Tour à tour ironique ou pédagogique, le surintendant aux musées florentins, Antonio Paolucci, et sa consoeur du puissant institut de restauration de l’Opificio delle Pietre Dure, Cristina Acidini, ont défendu le principe et la méthode de l’intervention qui divisent le monde de l’art. Prévu pour durer jusqu’au printemps 2004, le toilettage à l’eau distillée des 20 mètres carrés du chef d’oeuvre sera ouvert au public des 1,2 million de visiteurs qui se pressent chaque année à la Gallerie de l’Accadémie. « Ceux qui s’y connaissent savent que c’est un traitement si délicat qu’on pourrait l’appliquer à une peau de bébé », a affirmé Mme Acidini, en assurant n’avoir nulle intention que le David finisse « rayé comme un zèbre » ou « blanc comme du plâtre ». « Ce n’est pas une restauration mais une opération de manutention totalement couverte par le parapluie de la science », a insisté M. Paolucci, en renvoyant à une liste des 18 instituts ou laboratoires universitaires, italiens et américains, apportant leur caution. Deux films ont été jetés en pâture à la curiosité inévitablement suscitée par la célébrité mondiale de la statue et exacerbée par la pétition lancée au début de l’été par des érudits d’origine anglo-saxonne pour contester l’opération.
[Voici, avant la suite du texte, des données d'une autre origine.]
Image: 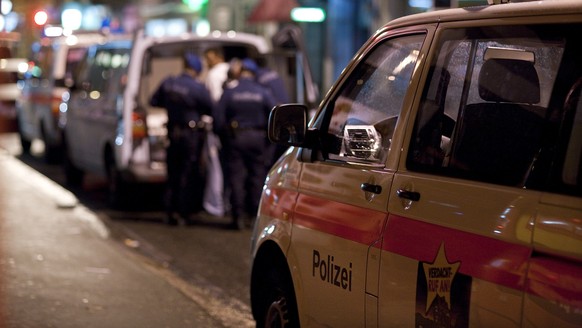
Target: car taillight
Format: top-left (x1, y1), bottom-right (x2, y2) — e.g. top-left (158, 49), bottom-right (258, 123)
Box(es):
top-left (51, 97), bottom-right (62, 118)
top-left (131, 112), bottom-right (147, 140)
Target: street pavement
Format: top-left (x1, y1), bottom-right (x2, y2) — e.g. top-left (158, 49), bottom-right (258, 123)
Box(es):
top-left (0, 136), bottom-right (254, 328)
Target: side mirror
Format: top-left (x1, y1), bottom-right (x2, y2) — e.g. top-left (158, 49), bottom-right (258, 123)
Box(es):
top-left (268, 104), bottom-right (307, 146)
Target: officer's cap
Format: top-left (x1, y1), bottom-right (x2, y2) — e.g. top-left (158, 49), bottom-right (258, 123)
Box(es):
top-left (242, 58), bottom-right (259, 74)
top-left (185, 53), bottom-right (202, 73)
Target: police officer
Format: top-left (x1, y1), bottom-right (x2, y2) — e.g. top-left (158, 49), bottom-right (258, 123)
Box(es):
top-left (215, 59), bottom-right (276, 229)
top-left (150, 54), bottom-right (213, 225)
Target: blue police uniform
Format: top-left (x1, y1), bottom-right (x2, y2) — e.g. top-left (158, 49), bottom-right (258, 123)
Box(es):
top-left (150, 58), bottom-right (213, 224)
top-left (215, 69), bottom-right (276, 229)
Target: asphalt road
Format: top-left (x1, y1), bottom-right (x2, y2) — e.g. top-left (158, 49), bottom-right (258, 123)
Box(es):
top-left (0, 134), bottom-right (253, 327)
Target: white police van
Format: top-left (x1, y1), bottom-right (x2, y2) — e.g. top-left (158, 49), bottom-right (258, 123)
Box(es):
top-left (251, 0), bottom-right (582, 327)
top-left (61, 31), bottom-right (318, 206)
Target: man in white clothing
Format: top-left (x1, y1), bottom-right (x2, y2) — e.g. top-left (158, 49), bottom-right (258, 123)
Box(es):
top-left (204, 48), bottom-right (230, 103)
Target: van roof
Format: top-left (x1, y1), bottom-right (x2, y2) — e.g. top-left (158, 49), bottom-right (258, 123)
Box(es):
top-left (384, 0), bottom-right (582, 28)
top-left (138, 31), bottom-right (270, 54)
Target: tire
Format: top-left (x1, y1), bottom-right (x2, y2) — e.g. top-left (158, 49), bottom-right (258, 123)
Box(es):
top-left (257, 265), bottom-right (299, 328)
top-left (63, 139), bottom-right (85, 187)
top-left (41, 128), bottom-right (62, 164)
top-left (18, 122), bottom-right (32, 155)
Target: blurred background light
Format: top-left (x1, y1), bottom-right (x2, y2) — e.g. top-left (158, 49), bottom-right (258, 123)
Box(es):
top-left (61, 8), bottom-right (83, 30)
top-left (291, 7), bottom-right (325, 23)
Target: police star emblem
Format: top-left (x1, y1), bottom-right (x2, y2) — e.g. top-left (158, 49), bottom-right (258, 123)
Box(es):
top-left (422, 243), bottom-right (461, 312)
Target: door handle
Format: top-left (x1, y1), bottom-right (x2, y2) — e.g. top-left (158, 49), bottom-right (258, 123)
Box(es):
top-left (360, 183), bottom-right (382, 194)
top-left (396, 189), bottom-right (420, 202)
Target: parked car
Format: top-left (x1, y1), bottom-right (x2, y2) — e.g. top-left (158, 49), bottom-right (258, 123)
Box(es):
top-left (16, 33), bottom-right (106, 162)
top-left (63, 28), bottom-right (318, 206)
top-left (0, 56), bottom-right (28, 132)
top-left (250, 0), bottom-right (582, 327)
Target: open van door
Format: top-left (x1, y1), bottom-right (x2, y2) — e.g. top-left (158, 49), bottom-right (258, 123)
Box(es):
top-left (269, 25), bottom-right (320, 109)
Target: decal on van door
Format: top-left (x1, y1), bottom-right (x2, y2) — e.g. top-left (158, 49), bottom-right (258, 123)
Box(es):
top-left (415, 243), bottom-right (472, 328)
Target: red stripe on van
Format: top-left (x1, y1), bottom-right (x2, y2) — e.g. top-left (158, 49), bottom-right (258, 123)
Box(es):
top-left (293, 194), bottom-right (386, 245)
top-left (382, 215), bottom-right (531, 290)
top-left (527, 255), bottom-right (582, 309)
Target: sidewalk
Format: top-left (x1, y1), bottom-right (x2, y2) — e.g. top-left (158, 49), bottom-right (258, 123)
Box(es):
top-left (0, 145), bottom-right (233, 328)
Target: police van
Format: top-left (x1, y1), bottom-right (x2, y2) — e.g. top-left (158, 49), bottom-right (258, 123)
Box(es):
top-left (250, 1), bottom-right (582, 327)
top-left (61, 31), bottom-right (318, 206)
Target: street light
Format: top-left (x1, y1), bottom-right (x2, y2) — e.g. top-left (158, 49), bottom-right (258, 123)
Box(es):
top-left (34, 10), bottom-right (48, 26)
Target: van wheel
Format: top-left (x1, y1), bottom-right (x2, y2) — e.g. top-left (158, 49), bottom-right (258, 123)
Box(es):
top-left (106, 155), bottom-right (128, 208)
top-left (257, 267), bottom-right (299, 328)
top-left (63, 142), bottom-right (85, 187)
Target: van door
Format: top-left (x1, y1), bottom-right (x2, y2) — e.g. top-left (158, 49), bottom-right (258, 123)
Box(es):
top-left (269, 25), bottom-right (320, 109)
top-left (289, 31), bottom-right (425, 327)
top-left (523, 68), bottom-right (582, 327)
top-left (379, 24), bottom-right (564, 327)
top-left (66, 47), bottom-right (130, 173)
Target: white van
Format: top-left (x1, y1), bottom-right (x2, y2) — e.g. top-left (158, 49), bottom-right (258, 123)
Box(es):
top-left (16, 33), bottom-right (106, 162)
top-left (63, 32), bottom-right (314, 205)
top-left (250, 0), bottom-right (582, 328)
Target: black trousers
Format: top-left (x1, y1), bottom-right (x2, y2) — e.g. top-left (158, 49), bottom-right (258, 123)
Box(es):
top-left (225, 130), bottom-right (270, 218)
top-left (164, 130), bottom-right (205, 218)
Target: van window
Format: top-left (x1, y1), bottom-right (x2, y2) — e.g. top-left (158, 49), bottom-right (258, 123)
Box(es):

Répondant à la polémique, le premier film fait dire au David qu' »ils ne savent rien » de lui, « ils ont peut-être peur que je devienne encore plus beau … c’est seulement de la jalousie… tiens, si je me faisais un shampoing! ». Le deuxième film documente les tâches du marbre et les premiers résultats obtenus sur des zones tests par le procédé de nettoyage retenu par l’Opificio. A l’instar d’un masque du visage, un emplâtre humide à base de cellulose et de « sépiolite » sera appliqué par petits carrés de trois à cinq centimètres sur la surface du marbre pendant quinze minutes, dans le but de retirer les impuretés menaçant à terme l’intégrité de la statue. L’ouvrage sera complété à l’aide d’un coton tige.